Understanding these limitations is crucial in determining when and how to use language models effectively. They excel in language-related tasks‌ — ‌such as generating summaries, rewriting content, and answering questions. However, they aren’t suitable for tasks outside the realm of language, such as complex mathematical evaluations.

“Just saying, ‘Let’s use AI for something’ is like saying, ‘Let’s use blenders.’ If you’re making steak, that’s probably not a great idea,” Chris explains. “It doesn’t matter how good the blender is, If you want to cook steak, you’re doing it wrong.”

The five Ps framework for AI business solutions

Chris emphasized that it’s not enough to have ad-hoc AI tools at one’s disposal. It’s essential to find the right solution for your unique business needs and operationalize it. To evaluate AI solutions in a crowded market, his co-founder, Katie Robbert, developed a framework called the five Ps: Purpose, People, Process, Platform, and Performance.

“The 5 P framework is what we walk clients through, not just for AI, but for everything because it’s essentially a way to get them to pay attention to what really matters and not get blinded by the shiny object,” Chris says.

This framework helps clients understand what’s important and stay focused on their unique needs, rather than getting distracted by the latest AI trends or products. 

To employ the five Ps framework, businesses should:

  • Clearly understand their purpose
  • Consider the skill levels of the people involved
  • Understand the processes that need to be accomplished
  • Choose a platform that meets their security and legal requirements 
  • Measure the performance of the chosen solution

“Don’t just pick the fanciest or the best-known product,” Chris cautions. “Pick the product that meets the legal requirements you have to meet to not get sued—or go to jail depending on where you are.”

Learn more about risk mitigation and AI governance. Check out our guide: Generative AI governance: 
a toolkit for enterprise leaders

Evaluating natural language prompts for best performance outcomes

Chris has been working on another framework, one that evaluates different types of natural language prompts for various use cases. This framework takes into account three key measures: readability, lexical diversity, and overall comprehension. 

Readability is an essential factor in evaluating prompts. Measures such as Flesch-Kincaid grade level and the SMOG index help determine the grade level at which a piece of content is written. 

Lexical diversity, the second measure, focuses on the diversity of language used in prompts. It considers the mix of nouns, verbs, adverbs, and other linguistic elements. Higher lexical diversity indicates more creative writing and a broader vocabulary, which can lead to more engaging and diverse responses from language models.

The third measure, overall comprehension, assesses the comprehensibility of the prompts. Factors such as sentence length, paragraph structure, and formatting play a role in determining how easily the prompts can be understood. 

“T​he piece of code takes in text files and then spits out a CSV file of the different measures, and then a weighted average that I had it put together,” Chris explains. “And what I’m going to be doing with this is writing a series of prompts in all the different formats and all the different recommendations.”
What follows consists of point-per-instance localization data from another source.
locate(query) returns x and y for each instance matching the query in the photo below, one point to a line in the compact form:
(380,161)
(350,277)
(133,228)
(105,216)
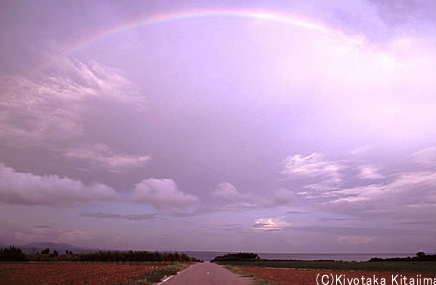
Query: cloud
(227,193)
(410,194)
(285,197)
(425,157)
(355,240)
(45,233)
(313,166)
(52,110)
(270,224)
(101,155)
(29,189)
(73,236)
(161,193)
(130,217)
(369,172)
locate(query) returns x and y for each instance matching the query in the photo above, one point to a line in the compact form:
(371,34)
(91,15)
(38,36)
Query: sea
(207,256)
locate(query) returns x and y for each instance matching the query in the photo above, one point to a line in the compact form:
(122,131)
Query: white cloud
(369,172)
(31,189)
(49,111)
(45,233)
(410,194)
(161,193)
(285,197)
(313,166)
(355,240)
(73,236)
(102,155)
(227,193)
(426,156)
(270,224)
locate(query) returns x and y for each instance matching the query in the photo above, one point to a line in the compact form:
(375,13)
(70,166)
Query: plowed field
(287,276)
(70,273)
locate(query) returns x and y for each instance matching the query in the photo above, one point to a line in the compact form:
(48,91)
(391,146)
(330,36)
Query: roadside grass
(157,274)
(375,266)
(238,271)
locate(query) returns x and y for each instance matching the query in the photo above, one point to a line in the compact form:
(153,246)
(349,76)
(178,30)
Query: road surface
(207,274)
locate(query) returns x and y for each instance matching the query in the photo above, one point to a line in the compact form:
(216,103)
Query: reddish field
(70,273)
(286,276)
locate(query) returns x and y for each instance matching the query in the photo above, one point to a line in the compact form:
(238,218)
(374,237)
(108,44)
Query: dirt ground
(69,273)
(286,276)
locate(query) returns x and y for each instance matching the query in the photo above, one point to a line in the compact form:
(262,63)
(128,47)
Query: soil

This evaluation framework will help businesses to identify the most effective prompts for their specific use cases. Whether it’s building custom generative AI apps, generating concise action items from conference call transcripts or rewriting sensitive content in a professional tone, the right prompts can significantly enhance productivity and efficiency.

The insights shared by proud nerds like Chris serve as a powerful reminder for all of us to embrace our roles as leaders in the AI revolution. It’s not just about getting ahead or building a better future, it’s about leaning into what makes us nerds. Whether it’s a passion for ethics and policy, a delight in collecting and using data, or a keen interest in research, we all have something to bring with us on this journey into a new era.